Automating the Cloud

Let’s stick our heads in the cloud for a moment. With your very first test account to play with a SaaS product or an Infrastructure as a Service environment, it’s natural to set up users and servers manually. That’s how we learn. That’s not sustainable on an ongoing basis for a production environment unless you want to screenshot every box you ticked and you know that the next tech will follow that documentation to the letter.

Decisions, decisions
Server builds and user account creation are two SysAdmin processes that are perfect for automating, even when they’re in the cloud. Your biggest challenge will be deciding what tool to use. Do you have a single vendor approach, so a native tool from that vendor will suffice? Are you splitting your risk between AWS and Azure, and looking for one tool that supports both environments? Are you running a hybrid model where there’s still a requirement for internal user accounts that you want to integrate with cloud SaaS products?

The single vendor approach
I’m going to pick on Azure and AWS because they are the two I’m most familiar with and I also have a word count to (roughly) stick to. If you’re a Rackspace or Google Cloud fan, or prefer some other IaaS flavor, add your thoughts in the comments.

Azure: It will be no surprise that Azure’s own automation service is based on PowerShell. PowerShell scripts and workflows (known as runbooks) to be exact. Learn more about Azure Automation here: https://azure.microsoft.com/en-gb/documentation/learning-paths/automation/

AWS: AWS Cloud Formation uses JSON or YAML text files. You can choose from a library of templates or you the designer to create your own. https://aws.amazon.com/cloudformation/details/

The multi-vendor approach
I’ve briefly mentioned before the powerhouses of Chef and Ansible. Both have tools that integrate with both Azure and AWS.

Chef and Azure: https://www.chef.io/implementations/azure/

Chef and AWS: https://www.chef.io/implementations/aws/

Ansible and Azure: https://www.ansible.com/microsoft-azure

Ansible and AWS: https://www.ansible.com/aws

DevOps also caught my eye, but it integrates with AWS, Digital Ocean, and Linode: http://devo.ps/

Usage and Billing
The "pay as you use" subscription model for SaaS products can lead to some large, unexpected bills. If the business loads a ton of new content (data) or places a significant amount of new traffic on one particular cloud server, you won’t see it until you get the monthly invoice. There are a few vendors jumping on board to help solve this problem.
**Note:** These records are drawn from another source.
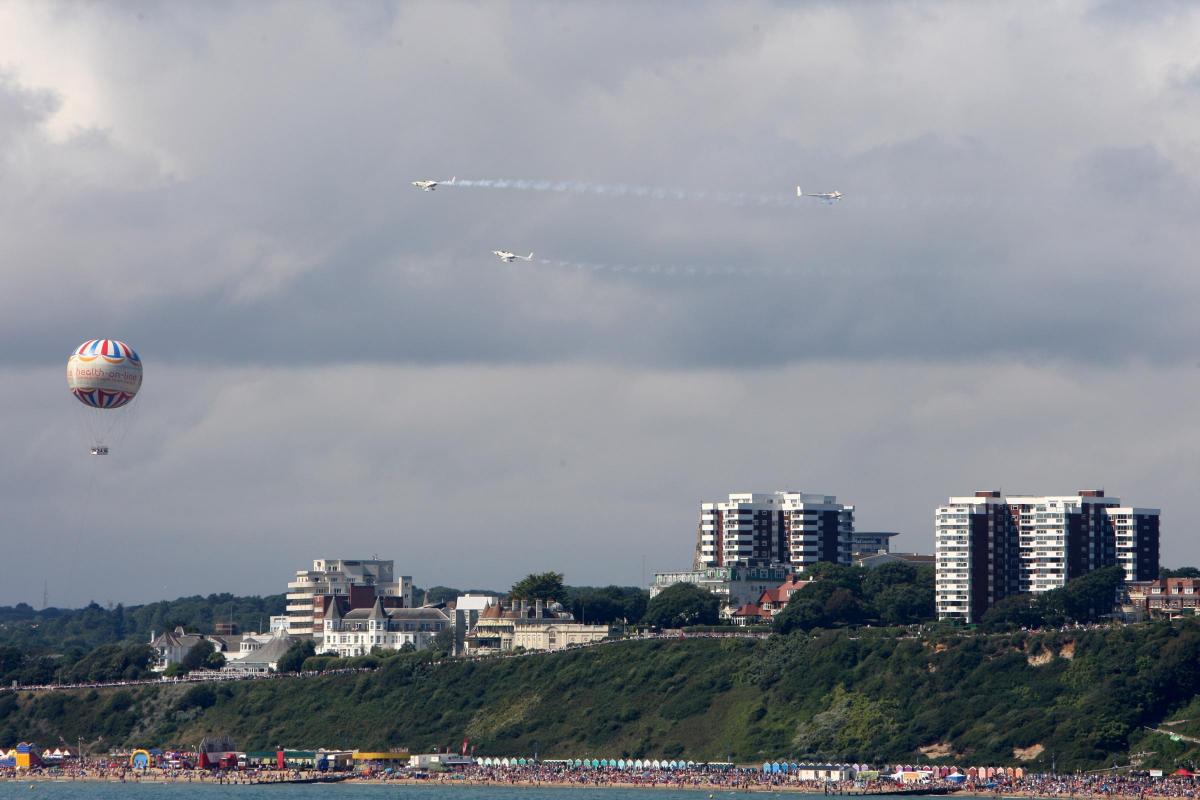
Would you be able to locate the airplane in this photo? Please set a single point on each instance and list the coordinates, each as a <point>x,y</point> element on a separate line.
<point>429,186</point>
<point>827,197</point>
<point>508,258</point>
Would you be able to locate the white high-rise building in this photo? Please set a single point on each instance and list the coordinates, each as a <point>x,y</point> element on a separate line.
<point>989,546</point>
<point>796,529</point>
<point>341,577</point>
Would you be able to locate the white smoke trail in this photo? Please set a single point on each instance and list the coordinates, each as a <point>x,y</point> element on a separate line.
<point>739,199</point>
<point>689,270</point>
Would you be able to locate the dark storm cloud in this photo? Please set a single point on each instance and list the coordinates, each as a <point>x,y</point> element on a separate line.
<point>285,143</point>
<point>328,349</point>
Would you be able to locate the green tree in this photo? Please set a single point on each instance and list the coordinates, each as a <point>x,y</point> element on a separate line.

Cloud Ctrl shows usage trends, compares spending between business units and allows you to set usage thresholds and alerts. It is compatible with Azure, AWS, Google Cloud, Soft Layer, and Office 365. http://cloudctrl.com.au/

Startup Meta SaaS has just come out of stealth mode after a seed investment of around $1.5 million. Their product helps you analyze your spend and usage of SaaS products, including alerting on renewal dates. It will also tell you when accounts are being left dormant, which is handy if people have left your organization and their SaaS accounts haven’t been canceled. Meta SaaS currently supports 224 SaaS vendors and is adding new integrations at a rate of 20 per week. https://www.metasaas.com/

Over to you!

I've offered just a taste of what you can automate in the cloud. We haven’t covered the automation of account provisioning when you run a hybrid environment (with tools like Azure AD Connect in the Microsoft world), but see my previous comment regarding word count.


Would a move to the cloud make you more open to investigating automation tools? Are they a necessity in the cloud world, or just another thing that will sit on your to-do list? Do you find it easy or hard to wrap your head around things like JSON scripts, to move to a world of cloud infrastructure as code?  Let me know what you think.